As recently as Feb. 12, Sen. Feinstein twittered that she opposed H.R. 1837.

On Feb. 17, Feinstein and Sen. Barbara Boxer, D-Calif., issued a press release stating, “H.R. 1837’s potential for harm to our state cannot be overstated.” But was it harmful when Feinstein took water from farmers in 2009 under HR 146 to give it to fishing, recreational and real estate interests?

The green Bay Institute wrote on Feb. 29 a bulletin entitled, “It’s Back! Extremists Push Legislation in Congress to Gut the Bay Delta Project.” Hmmm.  Only Republicans are “extremists”?

Dan Bacher, editor of Fish Sniffer Magazine, called H.R. 1837 “the Salmon Extinction Bill.”  No mention was made of what land or water rights — riparian, appropriative or “area of origin” — that fishing interests held to demand environmental mitigations for their supposed losses. They wanted water rights created out of legislation and political favoritism. And Feinstein’s H.R. 146 would have given them water rights for fishing and recreation that would have trumped agriculture even during a drought!

Water Grab

Instead of buying land or water rights, fishing and recreational interests want politicians to give it to them in the name of environmental restoration. Environmentalism is just a cover for California’s water wars.  Feinstein’s HR 146 would have created no new water — just redistributed agricultural water to other voting interests and had farmers pay the tab on top of that with higher water rates.  Paraphrasing an Arab proverb: It would have been wiser for Sen. Feinstein to bring some water when going out to redistribute water. But her political party is based on dividing water, not creating new water resources.
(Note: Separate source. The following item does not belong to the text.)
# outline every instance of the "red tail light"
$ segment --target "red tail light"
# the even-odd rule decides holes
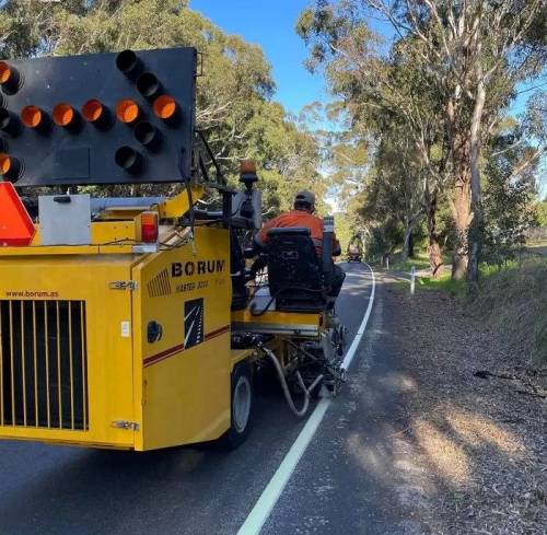
[[[140,236],[143,243],[158,242],[158,213],[143,212],[140,216]]]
Democratic Rep. John Garamendi, D-Walnut Creek, asserted that H.R. 1837 was starting a “water war.”  But that water war had begun three years earlier when Feinstein grabbed water from Central Valley farmers for redistribution to fishing, recreational and real estate interests in the San Joaquin Valley

On Feb 28, President Barack Obama vowed to veto H.R. 1837.

But according to the Fresno Bee newspaper, by March 9 Feinstein was in meetings with Republican Rep. Jeff Denham of Turlock to negotiate a halt to the propaganda and water grabbing war.

‘Fire, water and government know nothing of mercy.’

Feinstein and Boxer and their voting block in the U.S. Senate could have killed H.R. 1837, could have rewritten their own bill to send back to the U.S. House or could have done nothing.

But this is an election year.  Feinstein herself is up for re-election. Democrats may not have the votes needed to shoot down H.R. 1837 in the Democratic-controlled U.S. Senate.  Or Democrats may need bipartisan support to pass other legislation for jobs bills in their home districts to “bring home the bacon” before the election.

Thus, consent of the governed is emerging only because of political necessity, not out of any concern for a phony Delta “democracy.”  Up until Feinstein offered to call a truce and negotiate a new treaty, the only “democracy” that had emerged was a kleptocratic democracy (a government characterized by rampant greed and corruption).

“Fire, water, and government may know nothing of mercy,” runs a proverb. But hopefully Democrats and Republicans will come to an agreement of the “consent of the governed” in negotiating new terms to California’s historic water social contract between farmers and other interests in California’s perpetual water wars.